Planning Director Taryn Logan told the board that staff researched how other localities address microbreweries and brewpubs. They then crafted the draft of the ordinance for consideration that includes regulations and requirements for both enterprises. The ordinance requires that at least 5 percent of the hops used in a microbrewery must come from the farm where the operation is established.
The ordinance as proposed limits a brewpub to 50 seats and a microbrewery to 10 seats. The county's farm winery ordinance adopted several years ago does not allow such a business to include restaurant facilities, according to Logan. The ordinance limits farm wineries to serving cheese and crackers.
"We knew that was something that would be raised with the brewery ordinance now allowing restaurants," Logan said.
Assistant County Attorney Dan Whitten told the commission that the microbrewery would be similar to a bar with a few spaces for patrons while the brewpub operates as a restaurant with tables and seats.
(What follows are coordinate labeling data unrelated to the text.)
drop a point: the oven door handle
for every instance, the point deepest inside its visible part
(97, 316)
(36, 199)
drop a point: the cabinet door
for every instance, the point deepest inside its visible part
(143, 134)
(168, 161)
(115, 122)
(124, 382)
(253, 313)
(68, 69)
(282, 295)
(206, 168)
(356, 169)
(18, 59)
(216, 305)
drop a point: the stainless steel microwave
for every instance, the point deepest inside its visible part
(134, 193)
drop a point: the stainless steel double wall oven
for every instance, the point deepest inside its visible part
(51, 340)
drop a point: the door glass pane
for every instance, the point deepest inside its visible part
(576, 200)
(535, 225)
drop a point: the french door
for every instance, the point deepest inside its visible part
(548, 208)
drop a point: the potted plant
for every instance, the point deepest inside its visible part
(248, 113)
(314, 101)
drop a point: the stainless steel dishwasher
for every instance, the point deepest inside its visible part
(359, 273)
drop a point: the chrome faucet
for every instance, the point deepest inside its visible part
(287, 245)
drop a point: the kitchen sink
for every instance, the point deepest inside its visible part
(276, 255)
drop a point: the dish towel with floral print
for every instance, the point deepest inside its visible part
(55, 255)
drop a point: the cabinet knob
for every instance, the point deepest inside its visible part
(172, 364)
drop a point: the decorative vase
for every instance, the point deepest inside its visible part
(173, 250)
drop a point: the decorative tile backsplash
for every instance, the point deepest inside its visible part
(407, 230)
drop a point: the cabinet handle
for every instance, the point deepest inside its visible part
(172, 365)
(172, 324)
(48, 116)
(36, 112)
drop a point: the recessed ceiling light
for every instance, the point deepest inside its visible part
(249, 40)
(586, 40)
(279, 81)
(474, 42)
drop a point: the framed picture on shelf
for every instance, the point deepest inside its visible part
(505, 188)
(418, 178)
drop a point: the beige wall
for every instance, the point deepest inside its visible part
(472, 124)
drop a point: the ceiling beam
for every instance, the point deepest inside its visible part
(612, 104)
Commission Chairman Mark Bower noted the issue of allowed operations on wineries has sparked debate. Future applicants may challenge some of the requirements of the ordinance if approved, but the county has the permit application process for this, Bower added.
"Certainly in years gone by there has been a lot of dialog about what you can do with farm wineries particularly and not everybody has agreed on what is by right and what is by conditional-use permit," Bower said. "There may be as we go forward somebody else that applies that thinks a farm microbrewery, because it's a farm, they can put it in whatever kind of building and perhaps they're exempt from any requirements for inspection, seating, insurance, you name it 'cause it's a farm and it's all done in the name of the farm."
The Cliftons' plans attracted Edwin Wright, owner of Dryer Farm in Browntown, to the meeting to pose questions. Wright told the commission he intends to apply later in the year for a winery license and permit to operate a brewery. Wright asked what differences exist between a brewery and a microbrewery for licensing purposes, noting that the Virginia Department of Alcoholic Beverage Control separates brewery licenses but does not include a subcategory for microbrewery.
Wright also asked whether the definition under consideration for a brewpub or brewery prohibit on-premises restaurants in the same way as the code does for a farm winery, or if a brewpub is considered different. He also asked for clarification on the 50-seat limit.
Dan J. Murray Jr., supervisor for the North River District, and his wife spoke in support of the Cliftons and their plan. The Murrays also live near Sunflower Cottage off Reliance Road.
"They're excellent people," the supervisor said. "Their operation is beyond reproach. I would love to see hops grown on Reliance Road rather than a subdivision that would destroy the aesthetics of the area. What they bring to us is a business, is taxes, is employment, everything that this county needs and I will support that 100 percent in their endeavor and I hope you do the same."
Linda Allen of Front Royal told the board that she and others have talked about bringing a brewery downtown. Allen, a patron of Sunflower Cottage, spoke highly of the business.
"Everything they do is a positive contribution to the community and they're very active in the community," Allen said. "I guess the real question is the economic value of this particular endeavor and I certainly, since some of us had the same idea, would endorse it as a great asset to the county, a way to draw residents and tourists alike to that area of [U.S.] 522 and serve the purposes of increasing revenue."
The ordinance as proposed and the conditional-use permit request come before the Board of Supervisors at its second meeting in February.